Jersey City is cautiously reopening its popular neighborhood farmers markets as the latest step toward carefully reopening the city after nearly two months of lock down due to the COVID-19 pandemic and public health emergency.

“Our farmers markets are a vital source of nutritious food for many of our residents, and is one of the safest ways for people to get food and support our local economy,” Mayor Steven Fulop said. “These are some of the small, but discernible steps toward approaching a sense of safe normalcy while we still adhere to all the recommended public safeguards to halt the spread of the Coronavirus.”
The farmers markets’ open-air distributors of fresh produce and goods are monitored and licensed by the city’s Department of Health and Human Services.

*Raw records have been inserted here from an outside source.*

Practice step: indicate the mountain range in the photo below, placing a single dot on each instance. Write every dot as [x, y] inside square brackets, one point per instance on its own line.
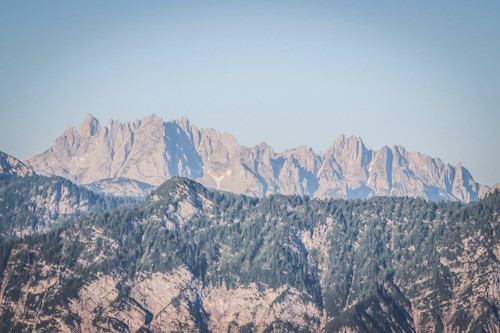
[151, 151]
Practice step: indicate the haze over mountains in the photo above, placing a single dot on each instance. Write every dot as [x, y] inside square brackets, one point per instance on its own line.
[151, 151]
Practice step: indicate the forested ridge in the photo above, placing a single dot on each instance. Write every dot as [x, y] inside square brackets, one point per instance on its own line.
[384, 264]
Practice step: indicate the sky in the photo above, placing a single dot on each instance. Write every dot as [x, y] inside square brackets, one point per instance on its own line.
[424, 75]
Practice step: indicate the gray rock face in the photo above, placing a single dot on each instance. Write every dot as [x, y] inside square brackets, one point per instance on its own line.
[152, 151]
[11, 166]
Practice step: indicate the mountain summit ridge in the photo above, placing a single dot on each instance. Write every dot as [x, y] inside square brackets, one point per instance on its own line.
[151, 150]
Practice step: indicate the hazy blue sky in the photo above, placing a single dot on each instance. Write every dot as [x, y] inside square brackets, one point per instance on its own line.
[420, 74]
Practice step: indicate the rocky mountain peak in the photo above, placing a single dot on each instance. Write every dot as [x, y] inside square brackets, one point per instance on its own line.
[89, 127]
[152, 151]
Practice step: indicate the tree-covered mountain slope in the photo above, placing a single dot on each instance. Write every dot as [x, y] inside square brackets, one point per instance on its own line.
[192, 259]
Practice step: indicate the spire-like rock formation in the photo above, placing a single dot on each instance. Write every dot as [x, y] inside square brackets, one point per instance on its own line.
[89, 127]
[152, 150]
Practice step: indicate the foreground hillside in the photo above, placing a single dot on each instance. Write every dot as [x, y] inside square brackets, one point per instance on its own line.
[191, 259]
[36, 204]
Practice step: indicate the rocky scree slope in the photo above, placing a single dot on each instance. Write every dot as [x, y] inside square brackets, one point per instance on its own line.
[193, 259]
[36, 204]
[152, 151]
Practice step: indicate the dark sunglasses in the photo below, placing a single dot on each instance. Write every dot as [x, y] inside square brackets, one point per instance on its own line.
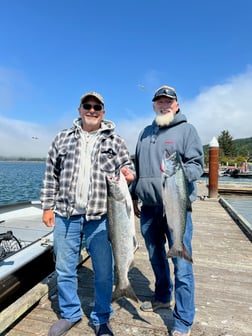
[167, 92]
[89, 106]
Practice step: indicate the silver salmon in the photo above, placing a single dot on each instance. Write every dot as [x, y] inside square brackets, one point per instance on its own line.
[176, 202]
[121, 233]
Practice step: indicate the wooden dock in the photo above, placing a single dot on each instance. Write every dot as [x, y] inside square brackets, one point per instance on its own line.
[223, 279]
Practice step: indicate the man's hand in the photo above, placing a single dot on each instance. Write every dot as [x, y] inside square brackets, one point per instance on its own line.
[48, 218]
[129, 176]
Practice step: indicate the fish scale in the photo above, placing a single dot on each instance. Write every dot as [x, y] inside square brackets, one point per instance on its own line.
[176, 202]
[121, 233]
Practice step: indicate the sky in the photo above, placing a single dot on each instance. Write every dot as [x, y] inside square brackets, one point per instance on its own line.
[53, 51]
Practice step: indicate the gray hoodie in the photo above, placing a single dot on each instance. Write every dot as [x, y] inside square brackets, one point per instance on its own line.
[153, 140]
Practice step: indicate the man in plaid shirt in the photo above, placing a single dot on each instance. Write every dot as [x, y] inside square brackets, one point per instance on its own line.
[74, 202]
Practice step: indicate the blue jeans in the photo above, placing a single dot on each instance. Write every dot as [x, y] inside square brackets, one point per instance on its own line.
[155, 232]
[68, 235]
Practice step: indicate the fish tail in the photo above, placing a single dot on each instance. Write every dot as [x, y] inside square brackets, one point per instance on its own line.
[173, 252]
[124, 292]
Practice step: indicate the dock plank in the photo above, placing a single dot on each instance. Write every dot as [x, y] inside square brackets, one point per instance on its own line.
[223, 286]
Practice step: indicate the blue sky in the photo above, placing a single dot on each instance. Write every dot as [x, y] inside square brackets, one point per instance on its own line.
[52, 51]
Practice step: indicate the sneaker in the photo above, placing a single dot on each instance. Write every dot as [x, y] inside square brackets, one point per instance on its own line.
[60, 327]
[180, 333]
[103, 330]
[152, 306]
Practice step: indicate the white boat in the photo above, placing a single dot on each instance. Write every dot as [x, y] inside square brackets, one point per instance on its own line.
[23, 240]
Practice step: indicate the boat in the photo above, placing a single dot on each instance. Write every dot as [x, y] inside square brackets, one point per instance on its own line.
[237, 173]
[26, 248]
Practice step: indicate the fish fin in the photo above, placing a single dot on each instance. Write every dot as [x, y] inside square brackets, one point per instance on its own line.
[135, 244]
[173, 253]
[127, 292]
[128, 206]
[189, 205]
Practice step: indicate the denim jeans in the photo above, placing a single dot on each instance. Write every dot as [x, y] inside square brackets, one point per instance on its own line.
[155, 231]
[68, 235]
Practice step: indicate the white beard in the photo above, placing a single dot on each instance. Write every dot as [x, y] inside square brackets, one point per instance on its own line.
[164, 119]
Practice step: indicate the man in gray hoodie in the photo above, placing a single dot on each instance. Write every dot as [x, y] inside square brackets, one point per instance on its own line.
[169, 132]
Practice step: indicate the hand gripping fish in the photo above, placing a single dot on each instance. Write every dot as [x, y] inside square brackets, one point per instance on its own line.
[121, 233]
[176, 202]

Every year, eight markets provide fresh produce and locally grown products to residents in every corner of the city.
The Paulus Hook market was scheduled to be the first to open on May 9, followed by the Grove Street market on May 11, with additional sites to follow.

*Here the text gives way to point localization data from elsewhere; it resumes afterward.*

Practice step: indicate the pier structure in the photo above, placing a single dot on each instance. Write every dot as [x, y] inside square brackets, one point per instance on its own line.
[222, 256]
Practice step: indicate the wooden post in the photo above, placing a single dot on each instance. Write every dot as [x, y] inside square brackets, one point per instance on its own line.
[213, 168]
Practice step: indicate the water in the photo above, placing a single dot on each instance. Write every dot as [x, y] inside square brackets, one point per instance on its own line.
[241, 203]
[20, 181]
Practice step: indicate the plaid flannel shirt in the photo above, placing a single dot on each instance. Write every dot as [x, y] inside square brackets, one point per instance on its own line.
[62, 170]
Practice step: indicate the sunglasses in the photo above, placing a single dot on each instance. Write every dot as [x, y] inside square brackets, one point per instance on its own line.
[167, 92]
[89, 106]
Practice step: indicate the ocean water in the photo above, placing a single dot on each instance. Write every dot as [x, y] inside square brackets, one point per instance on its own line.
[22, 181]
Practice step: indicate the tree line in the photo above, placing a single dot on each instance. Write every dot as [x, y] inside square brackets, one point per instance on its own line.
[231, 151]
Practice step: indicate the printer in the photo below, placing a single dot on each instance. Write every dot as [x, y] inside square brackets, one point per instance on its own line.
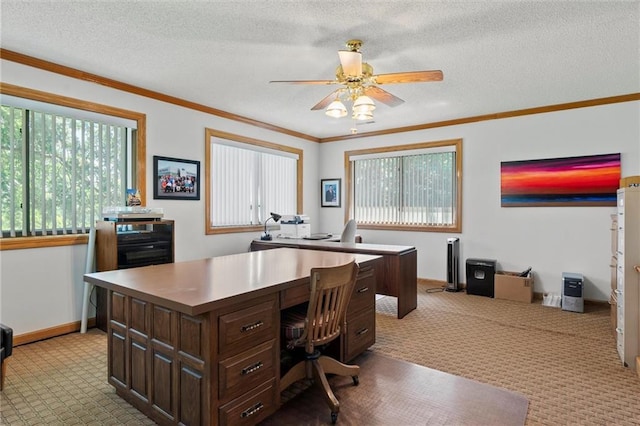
[295, 226]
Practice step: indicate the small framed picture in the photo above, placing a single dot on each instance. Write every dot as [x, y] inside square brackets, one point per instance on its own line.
[175, 179]
[330, 192]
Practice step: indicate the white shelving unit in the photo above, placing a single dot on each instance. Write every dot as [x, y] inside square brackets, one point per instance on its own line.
[627, 291]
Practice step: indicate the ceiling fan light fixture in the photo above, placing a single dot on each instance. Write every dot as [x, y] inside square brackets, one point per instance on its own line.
[336, 109]
[363, 104]
[362, 115]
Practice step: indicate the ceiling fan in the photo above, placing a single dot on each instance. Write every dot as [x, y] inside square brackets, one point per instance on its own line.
[359, 85]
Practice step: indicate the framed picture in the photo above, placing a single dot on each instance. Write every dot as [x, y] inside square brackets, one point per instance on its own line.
[590, 180]
[330, 192]
[175, 179]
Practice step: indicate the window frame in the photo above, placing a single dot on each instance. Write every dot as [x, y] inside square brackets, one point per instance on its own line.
[348, 167]
[39, 241]
[209, 133]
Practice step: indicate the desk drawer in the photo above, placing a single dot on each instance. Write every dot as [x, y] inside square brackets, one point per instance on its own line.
[250, 408]
[246, 370]
[361, 333]
[247, 326]
[364, 292]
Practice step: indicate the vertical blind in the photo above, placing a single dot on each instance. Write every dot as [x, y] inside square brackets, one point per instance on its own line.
[58, 172]
[416, 189]
[247, 184]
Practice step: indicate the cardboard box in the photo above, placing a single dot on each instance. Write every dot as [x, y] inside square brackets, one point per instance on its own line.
[630, 181]
[509, 286]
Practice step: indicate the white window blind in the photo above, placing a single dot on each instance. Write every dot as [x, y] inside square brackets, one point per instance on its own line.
[58, 171]
[247, 184]
[412, 188]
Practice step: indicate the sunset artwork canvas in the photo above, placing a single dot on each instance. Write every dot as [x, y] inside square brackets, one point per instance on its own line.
[572, 181]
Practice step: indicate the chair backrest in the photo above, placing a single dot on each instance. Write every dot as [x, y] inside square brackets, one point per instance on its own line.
[349, 232]
[331, 289]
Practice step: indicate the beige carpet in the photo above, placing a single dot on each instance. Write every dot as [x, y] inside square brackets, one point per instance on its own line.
[564, 363]
[394, 392]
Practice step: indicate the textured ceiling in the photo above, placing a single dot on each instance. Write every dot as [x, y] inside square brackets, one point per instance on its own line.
[495, 56]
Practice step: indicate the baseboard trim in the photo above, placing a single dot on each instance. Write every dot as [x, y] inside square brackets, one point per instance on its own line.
[47, 333]
[432, 283]
[536, 296]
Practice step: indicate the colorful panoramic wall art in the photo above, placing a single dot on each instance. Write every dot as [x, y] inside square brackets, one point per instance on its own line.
[572, 181]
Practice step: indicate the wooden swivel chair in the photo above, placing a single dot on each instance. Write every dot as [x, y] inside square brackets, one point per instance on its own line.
[331, 290]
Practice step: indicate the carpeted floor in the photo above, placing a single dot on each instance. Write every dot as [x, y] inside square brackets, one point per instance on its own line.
[394, 392]
[564, 363]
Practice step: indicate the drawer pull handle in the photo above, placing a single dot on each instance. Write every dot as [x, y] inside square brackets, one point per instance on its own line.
[250, 369]
[251, 326]
[363, 331]
[252, 410]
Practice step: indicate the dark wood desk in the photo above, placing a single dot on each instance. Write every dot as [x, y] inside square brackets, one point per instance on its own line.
[398, 277]
[199, 342]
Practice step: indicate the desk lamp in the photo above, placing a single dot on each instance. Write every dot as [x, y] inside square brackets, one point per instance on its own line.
[267, 236]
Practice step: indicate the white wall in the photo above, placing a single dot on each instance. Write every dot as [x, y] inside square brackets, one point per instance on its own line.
[42, 288]
[550, 239]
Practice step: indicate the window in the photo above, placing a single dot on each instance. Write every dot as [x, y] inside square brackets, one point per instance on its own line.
[61, 166]
[416, 187]
[246, 179]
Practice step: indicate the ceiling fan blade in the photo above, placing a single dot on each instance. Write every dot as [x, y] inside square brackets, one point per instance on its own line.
[351, 63]
[326, 101]
[322, 82]
[383, 96]
[409, 77]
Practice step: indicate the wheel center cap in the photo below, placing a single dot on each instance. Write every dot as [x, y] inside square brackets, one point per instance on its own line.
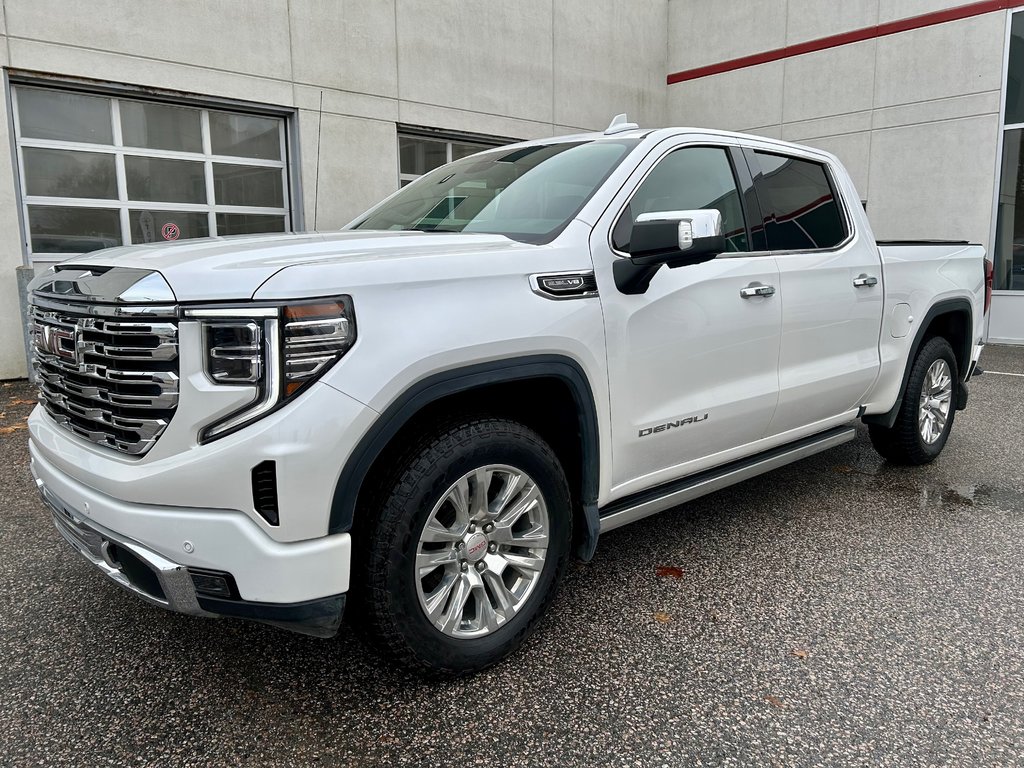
[476, 547]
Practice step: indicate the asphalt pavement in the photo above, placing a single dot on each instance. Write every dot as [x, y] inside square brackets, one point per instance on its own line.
[838, 611]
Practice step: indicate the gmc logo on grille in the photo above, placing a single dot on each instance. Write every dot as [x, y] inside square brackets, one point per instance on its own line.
[58, 341]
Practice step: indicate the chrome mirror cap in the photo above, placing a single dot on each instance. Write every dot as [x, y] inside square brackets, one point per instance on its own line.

Each market will be mandated to abide by social-distancing protocols.
Health and safety measures will be in place 
Customers will not be allowed to pick their own produce, but can give their verbal shopping list to market staff to pick out or use the market’s pre-order service for easier pickup.
The city will offer each farmers market the tools to manage costs, provide sanitation stations, and supply clean food for people in need.
“We’re working with the farmers and our neighborhood organizations to be able to open the farmers market as we do every year, which is a tactic we’ve expanded in recent years to enhance healthy food access that is traditionally lacking in urban settings,”  said Director of Health and Human Services Stacey Flanagan. “We’re making sure we are putting in place the health and safety measures needed as we slowly reopen these critical parts of our city.”
To provide healthy food choices in a health-conscious setting, city officials are discouraging more than one shopper per household as well as prepared foods and music to allow for swift shopping with a focus on the essentials.
Marketers are required to wear face coverings and gloves while staying six feet apart.
Reopening the markets comes just one week after the city reopened five parks citywide where social-distancing measures are mandated and only non-contact, passive recreation is permitted.
This week the city will open Columbia Park, Mary Benson Park, Arlington Park, and Ercel Webb Park.
“We’re taking the reopening of our city step by step,” Fulop said. “We started with the parks, and now the farmers markets – both of which are vital resources to allow our residents to maintain their mental and physical health throughout this quarantine.  We’ll continue to work toward a full recovery in a cautious and thoughtful manner to ensure that the health and safety of our community is embedded in every decision.”